If James Toney And Fres Oquendo Fought Again, Who Would Win?

by James Slater - The argument between the two camps about who won the fight goes on, but it looks extremely doubtful that heavyweights James Toney and Fres Oquendo will meet in a rematch. It was back on December 13th, in Cabazon, California, on a Dan Goossen promoted show, that "Lights Out" and "Fast Fres" met, of course, and the result was immediately referred to as a controversial one. The split decision awarded to Toney so angered Oquendo's manager, Tom Tsatas, he brought in his lawyer and sought to appeal the decision..

Tsatas and his fighter also offered Toney and his team a return bout with the agreement that if Oquendo didn't KO the 40-year-old all-time great, all the money would go to Toney. Three weeks on from the fight, however, and there has been no agreement to have a second one. Toney, who still believes he can beat either Wladimir or Vitali Klitschko AND become undisputed heavyweight champion, is not interested in a return with Oquendo - who he says he definitely beat.

Goossen, Toney's promoter, will likely do all he can to get his fighter a shot at a world title - and who can really blame him? After all, boxing is a business and Toney (and Goossen) would make far more money from a heavyweight title fight than from a rematch with the 35-year-old Puerto Rican. This is not to say this is the only reason Team Toney will go for a shot at a belt - "Lights Out" cares more about his legacy at this point than money - but it all adds up to leaving the man deserving of something good to come out of a bad situation, with nothing.

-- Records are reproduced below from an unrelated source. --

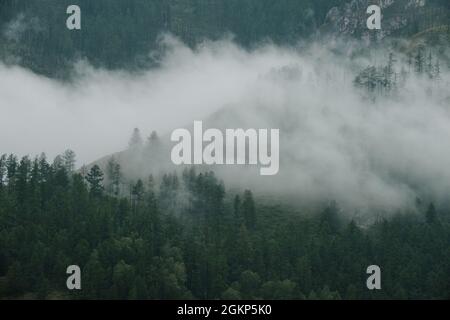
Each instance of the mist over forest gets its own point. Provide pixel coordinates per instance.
(364, 120)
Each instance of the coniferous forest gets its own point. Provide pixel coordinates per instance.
(218, 246)
(363, 179)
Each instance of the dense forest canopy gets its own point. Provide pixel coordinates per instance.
(187, 234)
(190, 238)
(120, 34)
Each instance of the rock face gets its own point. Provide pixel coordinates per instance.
(399, 18)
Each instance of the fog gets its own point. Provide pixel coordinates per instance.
(334, 142)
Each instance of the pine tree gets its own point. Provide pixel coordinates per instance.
(68, 159)
(248, 210)
(95, 179)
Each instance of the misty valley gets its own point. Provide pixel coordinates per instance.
(279, 150)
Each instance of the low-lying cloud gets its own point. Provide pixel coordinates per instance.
(334, 144)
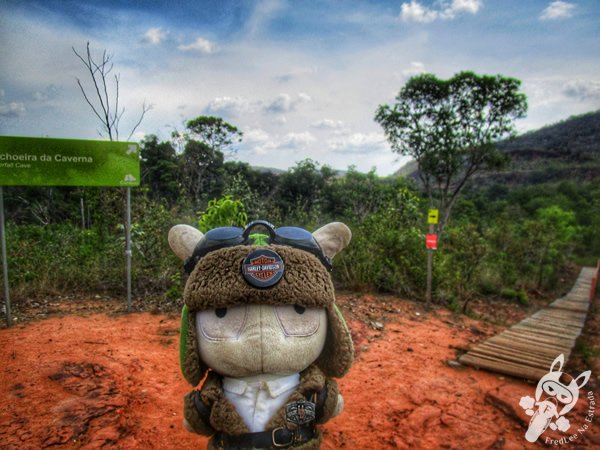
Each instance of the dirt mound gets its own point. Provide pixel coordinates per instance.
(113, 381)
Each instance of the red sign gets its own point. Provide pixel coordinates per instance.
(431, 241)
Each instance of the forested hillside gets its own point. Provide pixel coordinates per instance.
(504, 240)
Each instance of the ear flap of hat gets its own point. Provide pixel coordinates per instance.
(192, 367)
(338, 354)
(333, 238)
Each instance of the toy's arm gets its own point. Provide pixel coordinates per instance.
(332, 403)
(196, 414)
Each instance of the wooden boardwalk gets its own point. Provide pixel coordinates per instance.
(527, 349)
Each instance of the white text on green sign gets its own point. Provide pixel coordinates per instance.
(28, 161)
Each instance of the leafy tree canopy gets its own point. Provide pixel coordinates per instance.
(214, 132)
(449, 127)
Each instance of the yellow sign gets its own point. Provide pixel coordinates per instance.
(432, 217)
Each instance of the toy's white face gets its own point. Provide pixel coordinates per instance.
(261, 339)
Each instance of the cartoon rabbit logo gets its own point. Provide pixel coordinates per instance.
(553, 399)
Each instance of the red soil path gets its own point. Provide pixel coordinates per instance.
(113, 381)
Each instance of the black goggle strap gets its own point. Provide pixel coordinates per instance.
(211, 242)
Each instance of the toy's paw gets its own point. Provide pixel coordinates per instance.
(563, 424)
(194, 420)
(339, 406)
(527, 402)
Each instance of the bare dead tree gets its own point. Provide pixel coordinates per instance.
(104, 104)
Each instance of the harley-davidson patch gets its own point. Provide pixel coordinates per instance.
(300, 412)
(263, 268)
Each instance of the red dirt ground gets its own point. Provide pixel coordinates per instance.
(98, 380)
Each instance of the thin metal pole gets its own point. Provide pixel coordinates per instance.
(82, 214)
(4, 260)
(429, 273)
(128, 249)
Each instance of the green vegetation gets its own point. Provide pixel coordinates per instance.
(505, 241)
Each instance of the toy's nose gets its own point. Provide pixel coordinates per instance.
(268, 339)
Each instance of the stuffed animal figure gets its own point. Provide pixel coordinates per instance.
(261, 331)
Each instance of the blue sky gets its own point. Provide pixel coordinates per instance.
(301, 79)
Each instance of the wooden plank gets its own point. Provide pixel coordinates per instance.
(516, 370)
(528, 348)
(523, 346)
(527, 358)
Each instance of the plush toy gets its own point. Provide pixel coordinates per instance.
(261, 330)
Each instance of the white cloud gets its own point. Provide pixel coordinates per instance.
(48, 93)
(558, 10)
(259, 141)
(200, 45)
(415, 68)
(230, 106)
(297, 141)
(358, 143)
(416, 12)
(264, 11)
(284, 103)
(12, 109)
(328, 124)
(582, 90)
(155, 36)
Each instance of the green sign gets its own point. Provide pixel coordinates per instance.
(28, 161)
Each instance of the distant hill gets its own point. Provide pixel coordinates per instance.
(569, 149)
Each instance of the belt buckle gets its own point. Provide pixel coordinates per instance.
(275, 443)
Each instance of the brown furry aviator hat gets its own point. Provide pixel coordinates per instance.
(290, 266)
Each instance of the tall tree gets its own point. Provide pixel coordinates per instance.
(449, 128)
(214, 132)
(159, 169)
(202, 171)
(103, 100)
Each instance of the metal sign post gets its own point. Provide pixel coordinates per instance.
(4, 261)
(431, 244)
(128, 252)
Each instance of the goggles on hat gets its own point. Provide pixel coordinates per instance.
(222, 237)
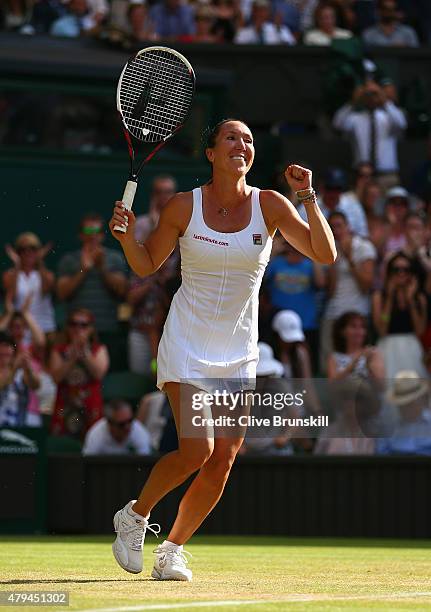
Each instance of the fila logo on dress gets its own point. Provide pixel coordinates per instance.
(257, 238)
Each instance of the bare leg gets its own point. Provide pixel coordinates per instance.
(173, 468)
(205, 490)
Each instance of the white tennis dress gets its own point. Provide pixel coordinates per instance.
(211, 331)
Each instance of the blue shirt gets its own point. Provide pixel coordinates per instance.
(291, 287)
(178, 22)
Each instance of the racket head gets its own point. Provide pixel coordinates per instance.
(155, 93)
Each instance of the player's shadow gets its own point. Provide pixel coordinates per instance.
(74, 581)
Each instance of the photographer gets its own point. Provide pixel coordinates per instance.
(374, 124)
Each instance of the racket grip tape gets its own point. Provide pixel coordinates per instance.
(127, 199)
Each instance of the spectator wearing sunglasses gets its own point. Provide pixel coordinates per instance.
(117, 433)
(399, 313)
(93, 277)
(78, 366)
(30, 281)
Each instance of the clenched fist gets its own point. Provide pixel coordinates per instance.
(298, 177)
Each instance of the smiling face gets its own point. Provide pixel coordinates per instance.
(233, 151)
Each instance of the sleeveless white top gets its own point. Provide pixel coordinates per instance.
(41, 305)
(211, 331)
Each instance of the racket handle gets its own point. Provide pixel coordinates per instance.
(127, 199)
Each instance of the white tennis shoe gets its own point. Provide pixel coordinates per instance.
(129, 542)
(170, 563)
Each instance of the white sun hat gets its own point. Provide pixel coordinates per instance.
(407, 387)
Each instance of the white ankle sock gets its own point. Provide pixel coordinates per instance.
(172, 544)
(133, 513)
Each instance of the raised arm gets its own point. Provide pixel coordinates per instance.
(314, 239)
(146, 258)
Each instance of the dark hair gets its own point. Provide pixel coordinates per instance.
(114, 405)
(391, 262)
(414, 215)
(391, 265)
(87, 313)
(359, 167)
(17, 315)
(6, 339)
(340, 324)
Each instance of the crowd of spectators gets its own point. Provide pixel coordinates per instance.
(366, 318)
(361, 325)
(309, 22)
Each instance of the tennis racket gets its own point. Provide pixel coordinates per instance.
(154, 97)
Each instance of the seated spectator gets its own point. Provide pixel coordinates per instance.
(294, 355)
(331, 199)
(373, 123)
(18, 381)
(23, 328)
(420, 183)
(389, 31)
(412, 435)
(117, 433)
(415, 232)
(396, 209)
(16, 13)
(172, 19)
(44, 14)
(262, 30)
(417, 13)
(94, 278)
(229, 16)
(372, 201)
(29, 279)
(350, 280)
(205, 19)
(163, 187)
(287, 12)
(140, 26)
(150, 302)
(291, 281)
(30, 341)
(355, 405)
(325, 27)
(399, 316)
(76, 22)
(352, 356)
(78, 366)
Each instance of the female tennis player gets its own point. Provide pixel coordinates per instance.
(225, 231)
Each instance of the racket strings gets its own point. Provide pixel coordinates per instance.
(161, 83)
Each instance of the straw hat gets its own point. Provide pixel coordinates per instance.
(407, 387)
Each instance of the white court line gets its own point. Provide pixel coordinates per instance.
(259, 602)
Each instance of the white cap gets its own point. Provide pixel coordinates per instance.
(267, 365)
(288, 325)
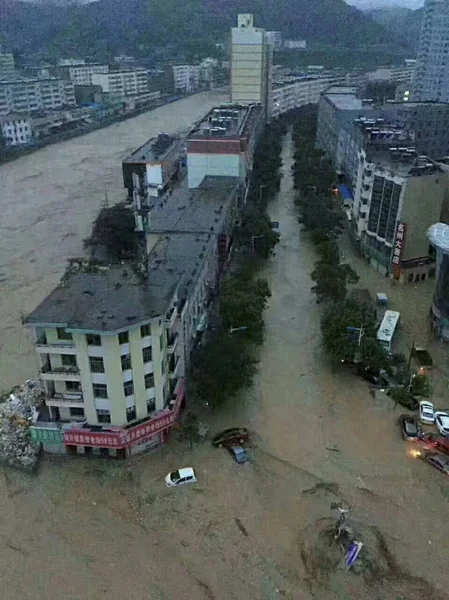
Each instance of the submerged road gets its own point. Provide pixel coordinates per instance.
(48, 201)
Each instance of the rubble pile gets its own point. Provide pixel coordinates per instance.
(17, 448)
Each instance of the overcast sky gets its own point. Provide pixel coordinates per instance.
(366, 4)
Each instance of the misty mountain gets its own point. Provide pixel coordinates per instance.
(108, 27)
(403, 23)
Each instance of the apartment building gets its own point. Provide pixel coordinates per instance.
(186, 78)
(28, 95)
(114, 340)
(432, 68)
(155, 164)
(16, 129)
(399, 194)
(122, 83)
(7, 67)
(80, 73)
(291, 92)
(251, 60)
(223, 143)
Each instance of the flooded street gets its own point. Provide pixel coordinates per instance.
(94, 529)
(48, 201)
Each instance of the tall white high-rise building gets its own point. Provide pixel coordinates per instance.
(251, 59)
(432, 69)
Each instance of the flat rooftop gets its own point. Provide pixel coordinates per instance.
(226, 121)
(154, 149)
(109, 298)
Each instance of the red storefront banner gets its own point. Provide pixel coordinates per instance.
(398, 249)
(122, 438)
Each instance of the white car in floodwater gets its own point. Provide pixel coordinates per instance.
(180, 477)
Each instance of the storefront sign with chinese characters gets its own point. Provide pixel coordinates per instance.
(398, 249)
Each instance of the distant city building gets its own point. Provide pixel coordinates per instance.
(439, 238)
(399, 194)
(275, 38)
(291, 92)
(7, 68)
(251, 60)
(186, 78)
(155, 164)
(16, 129)
(122, 83)
(295, 44)
(79, 73)
(432, 67)
(392, 74)
(28, 95)
(223, 143)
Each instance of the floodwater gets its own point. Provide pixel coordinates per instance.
(93, 529)
(48, 201)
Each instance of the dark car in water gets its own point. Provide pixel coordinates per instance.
(231, 437)
(410, 429)
(239, 453)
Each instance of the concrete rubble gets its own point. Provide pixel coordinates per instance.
(17, 448)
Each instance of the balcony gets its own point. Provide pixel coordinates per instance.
(172, 342)
(67, 399)
(49, 373)
(170, 318)
(63, 347)
(173, 366)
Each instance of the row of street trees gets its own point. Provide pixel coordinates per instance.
(348, 327)
(226, 363)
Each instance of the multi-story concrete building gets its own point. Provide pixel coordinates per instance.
(16, 129)
(338, 106)
(186, 78)
(80, 73)
(155, 164)
(251, 60)
(439, 238)
(399, 194)
(223, 143)
(28, 95)
(7, 68)
(291, 92)
(114, 340)
(122, 83)
(432, 68)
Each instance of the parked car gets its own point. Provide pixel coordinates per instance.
(437, 460)
(180, 477)
(410, 430)
(239, 453)
(426, 412)
(434, 439)
(442, 422)
(231, 436)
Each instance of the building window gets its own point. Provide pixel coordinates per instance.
(63, 334)
(147, 354)
(149, 380)
(77, 412)
(93, 340)
(145, 330)
(96, 364)
(131, 413)
(68, 360)
(123, 338)
(100, 390)
(103, 416)
(73, 386)
(126, 361)
(128, 388)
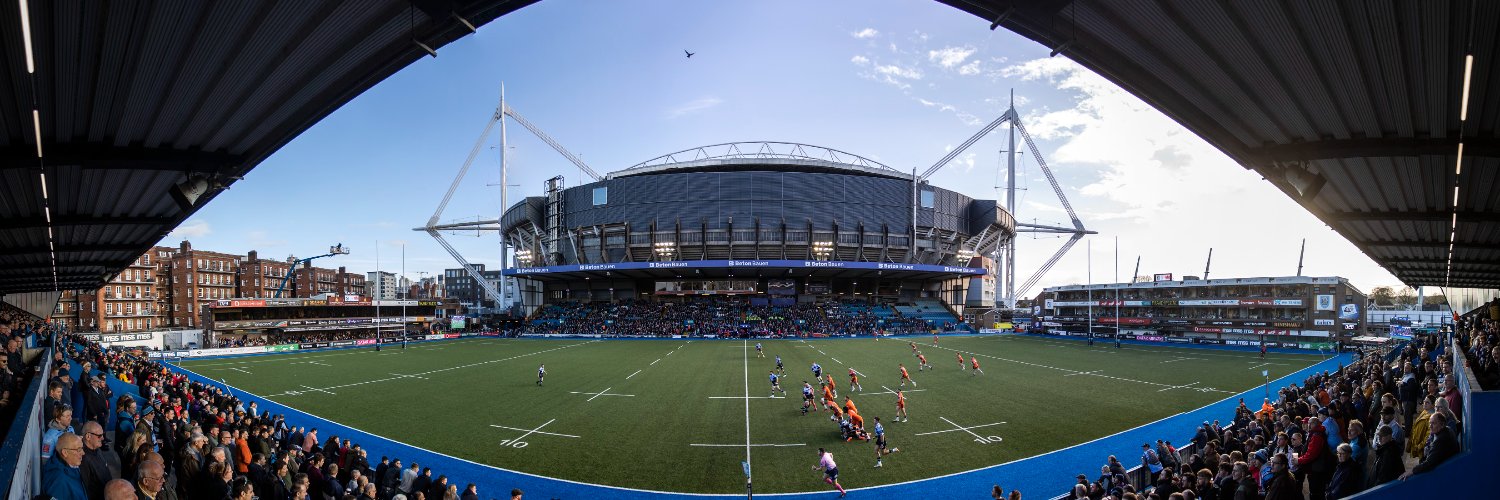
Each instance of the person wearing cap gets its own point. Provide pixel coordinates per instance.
(1151, 460)
(1388, 418)
(1388, 458)
(1419, 430)
(1316, 463)
(96, 401)
(1331, 427)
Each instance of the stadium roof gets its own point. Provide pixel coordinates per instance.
(110, 105)
(758, 155)
(1352, 108)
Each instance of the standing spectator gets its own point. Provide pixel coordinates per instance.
(1245, 487)
(1388, 458)
(152, 482)
(117, 490)
(1455, 400)
(95, 470)
(408, 478)
(123, 421)
(1359, 448)
(422, 482)
(1331, 428)
(1316, 461)
(62, 478)
(1439, 448)
(96, 400)
(1283, 484)
(1149, 458)
(438, 488)
(59, 425)
(1349, 476)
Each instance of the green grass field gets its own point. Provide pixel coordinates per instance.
(629, 413)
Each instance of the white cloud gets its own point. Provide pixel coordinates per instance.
(1130, 170)
(693, 107)
(966, 117)
(899, 71)
(950, 56)
(260, 239)
(189, 230)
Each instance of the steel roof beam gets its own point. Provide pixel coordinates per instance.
(83, 219)
(107, 156)
(1374, 147)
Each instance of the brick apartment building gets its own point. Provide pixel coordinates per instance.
(168, 287)
(128, 302)
(261, 277)
(198, 278)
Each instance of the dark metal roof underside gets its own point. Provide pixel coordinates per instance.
(1362, 95)
(132, 96)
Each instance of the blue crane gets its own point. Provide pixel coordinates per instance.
(335, 249)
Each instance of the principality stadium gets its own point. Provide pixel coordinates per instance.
(774, 221)
(729, 320)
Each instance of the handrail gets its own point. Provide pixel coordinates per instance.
(24, 437)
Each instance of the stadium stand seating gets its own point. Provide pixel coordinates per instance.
(1305, 430)
(737, 317)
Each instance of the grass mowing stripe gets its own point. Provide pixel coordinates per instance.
(648, 440)
(744, 353)
(426, 373)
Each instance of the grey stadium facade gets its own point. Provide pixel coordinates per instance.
(831, 224)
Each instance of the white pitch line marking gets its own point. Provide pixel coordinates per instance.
(956, 427)
(533, 431)
(890, 392)
(320, 391)
(440, 370)
(1179, 386)
(1074, 371)
(744, 353)
(603, 394)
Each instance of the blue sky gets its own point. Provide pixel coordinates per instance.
(897, 81)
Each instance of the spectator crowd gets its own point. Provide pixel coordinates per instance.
(1332, 436)
(720, 317)
(180, 439)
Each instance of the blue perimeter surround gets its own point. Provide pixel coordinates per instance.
(1043, 475)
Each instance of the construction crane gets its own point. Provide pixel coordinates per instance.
(293, 263)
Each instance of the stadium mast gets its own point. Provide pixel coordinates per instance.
(1077, 231)
(432, 228)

For the purposes of this article, though, this writer suggests what might have happened had Oquendo and Toney met again in an immediate rematch.

Though he needs to train harder and lose weight to be able to box effectively, there is little to no chance Toney would have done so for a rematch with Oquendo - if he will for any future fight. Therefore it's pretty safe to assume Oquendo would have met the same version of Toney he met late last year. Oquendo, for his part, was guilty of giving the early rounds away in December, and this eventually wound up costing him dearly. Would he have come out fast in a bid to either put enough rounds in the bag to secure a victory or maybe even force a stoppage a second time around? It's possible, but being a cautious fighter by nature, Oquendo, though he may say different, would likely have fought much the same way. It's hard for a veteran fighter to change his ways.

In all likelihood, a rematch would have played out almost exactly like the ugly first fight. This writer agrees that Oquendo deserved to have had his hand raised in December, and had he not had a point controversially deducted in round 8 for throwing a shot to the back of the head, he would have at least been awarded a draw. If a return had taken place it's unlikely another point would have been taken away from Oquendo, as he would not have made the mistake of letting a punch go after Toney had put into practice his defensive move of turning his head when under fire. Therefore, once again in better physical condition than Toney, Oquendo would have had a great chance of getting himself a points win.

Though this turn of events would have left Oquendo without his KO, thus forcing him into giving his full purse to Toney (based on the offer extended to Toney for a rematch), he would have at least gotten himself a win. It just seems unlikely Oquendo would have KO'd Toney, a fighter who though past his best, has never looked close to being counted out.

This is all conjecture, of course, because the two fighters appear headed in different directions. But this writer does feel - as he feels he did in fight #1 - that Fres Oquendo would have edged James Toney over 12 close rounds in a rematch.